A me sembra che gli orari durante i quali si può sparare sono molto ridotti, gli stand bleniesi sono lontani dagli abitati e quindi non vedo come possano essere così nocivi...
erika
am: 4.6.2008 23:37
Mi sembra di aver sentito, durante i dibattiti per lo stand del Monte Ceneri, che c'era la possibilità di ampliarlo e rimodernarlo con una spesa inferiore ai 3 milioni previsti per uno nuovo. Sarebbe stata una buona soluzione? Lo chiedo a chi è più esperto e meglio informato di me. Grazie.
A Torre c'è uno stand di tiro, ma non penso dia fastidio più di quel tanto. Non sono frequenti i fine-settimana in cui si spara e comunque in orari accettabili.
Saluti a tutti. Erika
marusca
am: 5.6.2008 17:20
So che in Valle di Blenio il tiro e la caccia sono attività molto sentite. Ci sono società dove militano molti giovani (anche ragazze) e questo trovo sia molto bello.

Allora perchè tiratori o cacciatori, o semplici soldati di milizia non esprimete il vostro parere???

Il NO al nuovo stand di tiro è stato un vero smacco per quelli come voi che praticano il tiro come sport. Se non vi mettete a difendere quello che avete o quello che vorreste avere, rischiate veramente di perdere...
vasco
am: 11.6.2008 11:28
Buongiorno, ho letto quanto scritto sugli stand di tiro.
Io sono cacciatore e a volte anche tiratore.
Per quel che riguarda lo stand del Monte Ceneri sono convinto che chi voleva costruirlo non ha fatto una giusta propaganda credendo forse che la votazione era scontata. Ma come ha scritto qualcuno su una testata ticinese "non son convinto che ad aver vinto siano i referendisti". Questo perche il problema resta. Infatti gli stand di Lugano e quello di Bellinzona tra qualche anno dovranno essere chiusi.

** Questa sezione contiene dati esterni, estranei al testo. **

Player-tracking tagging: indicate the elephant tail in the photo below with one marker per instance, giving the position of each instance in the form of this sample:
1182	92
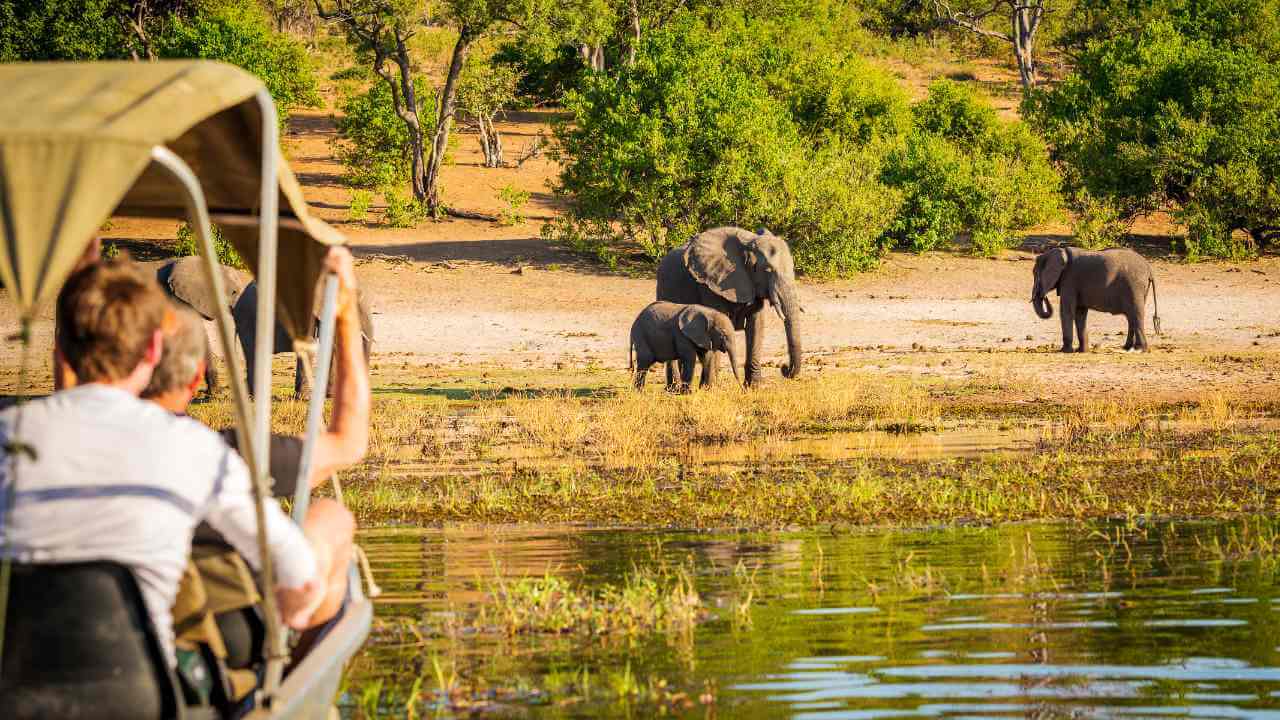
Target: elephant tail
1155	304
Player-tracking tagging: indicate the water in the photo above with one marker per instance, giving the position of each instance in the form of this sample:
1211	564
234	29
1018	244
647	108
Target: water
1175	619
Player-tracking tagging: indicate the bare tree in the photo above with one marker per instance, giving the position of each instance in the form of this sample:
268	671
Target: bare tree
382	30
1024	19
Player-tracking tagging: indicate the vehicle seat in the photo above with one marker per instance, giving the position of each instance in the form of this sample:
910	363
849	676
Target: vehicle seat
80	643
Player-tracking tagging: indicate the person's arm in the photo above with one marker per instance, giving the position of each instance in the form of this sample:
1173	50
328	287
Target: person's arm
346	440
300	572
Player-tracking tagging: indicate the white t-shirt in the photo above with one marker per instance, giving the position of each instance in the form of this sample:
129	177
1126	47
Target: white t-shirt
119	478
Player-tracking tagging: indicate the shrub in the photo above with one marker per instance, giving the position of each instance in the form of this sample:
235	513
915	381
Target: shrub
240	32
544	73
360	203
402	210
515	199
375	153
705	130
187	244
63	30
1096	224
964	171
1162	121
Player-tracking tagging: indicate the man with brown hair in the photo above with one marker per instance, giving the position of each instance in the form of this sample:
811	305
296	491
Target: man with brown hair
176	382
99	474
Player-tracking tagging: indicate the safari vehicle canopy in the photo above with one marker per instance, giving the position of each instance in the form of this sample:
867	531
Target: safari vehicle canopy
81	142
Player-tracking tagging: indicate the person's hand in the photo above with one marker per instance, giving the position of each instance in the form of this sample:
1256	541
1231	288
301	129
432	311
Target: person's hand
339	261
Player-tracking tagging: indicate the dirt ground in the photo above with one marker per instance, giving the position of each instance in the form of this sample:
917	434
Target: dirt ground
467	294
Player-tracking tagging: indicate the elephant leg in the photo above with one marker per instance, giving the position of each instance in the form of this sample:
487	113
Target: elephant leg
300	378
641	373
1066	313
688	356
1139	333
754	346
708	360
1082	327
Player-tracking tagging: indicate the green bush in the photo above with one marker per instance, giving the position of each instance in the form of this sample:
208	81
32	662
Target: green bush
707	130
187	244
375	153
63	30
402	210
516	200
963	171
240	32
1166	122
359	209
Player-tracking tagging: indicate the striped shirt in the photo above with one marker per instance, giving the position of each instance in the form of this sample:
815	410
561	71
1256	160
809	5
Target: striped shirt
112	477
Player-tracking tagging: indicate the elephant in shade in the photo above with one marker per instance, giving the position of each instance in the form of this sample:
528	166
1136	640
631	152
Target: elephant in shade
735	270
183	279
666	332
1111	281
246	331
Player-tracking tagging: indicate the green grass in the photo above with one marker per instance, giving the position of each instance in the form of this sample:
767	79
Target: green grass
613	456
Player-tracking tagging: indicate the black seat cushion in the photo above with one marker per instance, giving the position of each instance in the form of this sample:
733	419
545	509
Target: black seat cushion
78	643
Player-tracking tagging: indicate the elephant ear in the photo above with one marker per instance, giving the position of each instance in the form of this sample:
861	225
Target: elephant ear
1051	270
693	323
717	259
184	279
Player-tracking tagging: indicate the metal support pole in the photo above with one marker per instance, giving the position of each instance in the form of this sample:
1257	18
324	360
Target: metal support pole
268	219
319	384
248	442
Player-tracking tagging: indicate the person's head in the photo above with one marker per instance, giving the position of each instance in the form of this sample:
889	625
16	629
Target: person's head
182	364
110	324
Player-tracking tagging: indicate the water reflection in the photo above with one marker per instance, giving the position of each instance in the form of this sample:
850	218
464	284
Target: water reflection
1023	620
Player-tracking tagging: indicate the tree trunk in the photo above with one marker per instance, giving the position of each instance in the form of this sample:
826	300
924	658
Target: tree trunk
405	96
490	142
444	121
1027	19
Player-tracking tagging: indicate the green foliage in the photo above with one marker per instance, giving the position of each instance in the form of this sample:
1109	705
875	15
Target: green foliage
402	210
1096	224
545	73
187	244
1168	122
63	30
964	171
240	32
360	203
515	199
487	89
707	130
378	144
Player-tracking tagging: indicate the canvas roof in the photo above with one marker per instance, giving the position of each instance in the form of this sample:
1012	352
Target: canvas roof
76	145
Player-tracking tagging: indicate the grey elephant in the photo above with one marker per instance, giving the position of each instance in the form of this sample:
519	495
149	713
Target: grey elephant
246	331
1111	281
735	270
183	279
666	332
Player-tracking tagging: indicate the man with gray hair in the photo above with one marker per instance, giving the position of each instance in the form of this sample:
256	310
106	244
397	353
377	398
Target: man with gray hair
176	382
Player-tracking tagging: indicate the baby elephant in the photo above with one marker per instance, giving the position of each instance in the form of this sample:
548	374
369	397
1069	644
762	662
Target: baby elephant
666	331
1111	281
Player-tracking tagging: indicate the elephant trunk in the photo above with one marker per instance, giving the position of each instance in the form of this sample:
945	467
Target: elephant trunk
1042	305
731	349
787	304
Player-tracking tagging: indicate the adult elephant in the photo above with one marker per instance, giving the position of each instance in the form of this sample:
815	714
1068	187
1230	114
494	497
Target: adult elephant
246	331
735	270
184	281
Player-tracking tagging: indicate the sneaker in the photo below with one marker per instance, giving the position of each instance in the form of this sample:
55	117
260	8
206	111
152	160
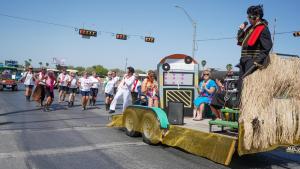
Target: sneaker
111	111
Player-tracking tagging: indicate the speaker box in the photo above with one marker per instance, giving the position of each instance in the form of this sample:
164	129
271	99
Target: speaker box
175	112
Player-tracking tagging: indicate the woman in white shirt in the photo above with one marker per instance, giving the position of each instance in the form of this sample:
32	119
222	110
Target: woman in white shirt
63	79
85	87
72	83
28	80
94	89
109	89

Io mi chiedo dove i tiratori di queste società, che sono tra le più numerose del Cantone, andranno a praticare il loro sport. Penso che tutti siamo passati dal Monte Ceneri e mi sembra che il luogo scelto per costruire il poligono era un luogo adatto e che non dava fastidio a nessuno. Al giorno d'oggi queste costruzioni vengono monitorate dagli Uffici competenti e con le tecniche giuste anche i rumori vengono diminuiti di molto. Se non ricordo male anche per quel che riguardava i costi tra sussidi e quello che pagavano i comuni interessati al Cantone non rimaneva un gran che di spesa. Peccato perchè poteva essere un'opprtunità di avere una bella struttura funzionale al posto giusto.

Per quel che riguarda i poligoni della nostra Valle, penso che ora come ora, grazie ai soliti ignoti, il tiro è stato ridotto di molto. Questo a discapito di chi del tiro ne ha fatto uno sport e dei cacciatori. Ricordo che le società di Valle hanno investito molto negli ultimi anni per ammodernizzare le strutture anche con soldi dei contribuenti. Sarebbe dunque un peccato se questi enti non potranno in futuro far fronte alle spese con le conseguenze che noi tutti sappiamo.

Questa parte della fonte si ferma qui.